More seats and less demand means super-low fares to the Caribbean
Sadly, some islands just aren’t going to see much leisure travel this year. Places like St. Croix, Dominica, and Puerto Rico, beautiful islands all, don’t have the hotels or infrastructure to support tourism right now. With those flights seeing little to no demand, airlines still need to fill the seats, and are moving flights to new destinations.
“Airlines are scrambling to fill planes,” says Marmontello. “All these flights that were supposed to go to St. Maarten, St. Croix, the BVI, Dominica, for the airlines to get their first-quarter lift, they have to source those planes into another market.
“They increased flights into Cayman, Aruba, Punta Cana,” he continues. “And that’s gonna drive the price down because the demand isn’t as strong as the additional capacity.”
Basically, more available seats (supply) and fewer travelers (demand) equals lower fares for everyone. You may recall this concept from freshman year economics, but it’s far more memorable when a white sandy beach is involved.

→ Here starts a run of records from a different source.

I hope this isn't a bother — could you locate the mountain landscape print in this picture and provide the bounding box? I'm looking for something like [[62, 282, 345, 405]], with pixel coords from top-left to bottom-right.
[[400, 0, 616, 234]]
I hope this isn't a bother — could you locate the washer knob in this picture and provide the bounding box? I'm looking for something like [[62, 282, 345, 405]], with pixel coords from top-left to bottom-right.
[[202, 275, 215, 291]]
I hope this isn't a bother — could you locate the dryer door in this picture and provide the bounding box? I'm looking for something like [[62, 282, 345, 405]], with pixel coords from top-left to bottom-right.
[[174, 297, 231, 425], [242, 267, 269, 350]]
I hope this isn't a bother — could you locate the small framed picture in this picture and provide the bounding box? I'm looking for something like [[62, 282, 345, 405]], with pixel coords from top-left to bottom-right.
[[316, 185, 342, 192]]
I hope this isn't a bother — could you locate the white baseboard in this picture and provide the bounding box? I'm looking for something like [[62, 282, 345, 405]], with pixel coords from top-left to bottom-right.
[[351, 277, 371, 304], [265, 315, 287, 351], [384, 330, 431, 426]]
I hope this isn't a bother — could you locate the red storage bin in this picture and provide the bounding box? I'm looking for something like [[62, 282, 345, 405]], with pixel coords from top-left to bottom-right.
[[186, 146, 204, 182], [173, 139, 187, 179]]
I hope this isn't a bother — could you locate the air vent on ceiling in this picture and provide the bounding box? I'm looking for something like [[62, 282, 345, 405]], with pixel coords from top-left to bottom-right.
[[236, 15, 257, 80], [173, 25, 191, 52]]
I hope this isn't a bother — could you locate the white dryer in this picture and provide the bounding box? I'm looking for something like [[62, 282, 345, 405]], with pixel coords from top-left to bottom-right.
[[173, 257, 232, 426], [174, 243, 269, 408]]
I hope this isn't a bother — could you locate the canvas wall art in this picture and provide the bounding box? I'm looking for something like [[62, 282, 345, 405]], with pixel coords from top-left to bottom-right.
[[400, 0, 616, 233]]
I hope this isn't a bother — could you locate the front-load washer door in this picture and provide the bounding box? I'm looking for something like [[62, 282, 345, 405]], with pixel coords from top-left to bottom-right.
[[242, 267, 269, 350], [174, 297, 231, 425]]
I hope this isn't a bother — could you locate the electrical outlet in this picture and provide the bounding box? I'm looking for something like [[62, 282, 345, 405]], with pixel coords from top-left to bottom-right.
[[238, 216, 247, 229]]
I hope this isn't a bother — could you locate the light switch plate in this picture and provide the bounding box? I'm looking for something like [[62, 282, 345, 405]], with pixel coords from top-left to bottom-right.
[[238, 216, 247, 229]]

Airlines were hedging their bets on fuel
Not to get too operations-geeky here, but jet fuel consumption is generally a pretty fixed quantity when flying over a specific route. Oftentimes, airlines will pre-purchase large quantities of that fuel at a lower price, to protect against spiking oil prices or, in this case, specific events that may necessitate dropping airfares to get people back in the skies. This is known as “fuel hedging.” It may sound familiar from our last economic downturn when it was credited with Southwest’s success when every other airline was in decline.
“Airlines have to drop prices right now to lure tourists back,” says Bisesto. “But they can still make money because of the fuel hedge. They buy it in advance in case of disaster, which is what happened this year.”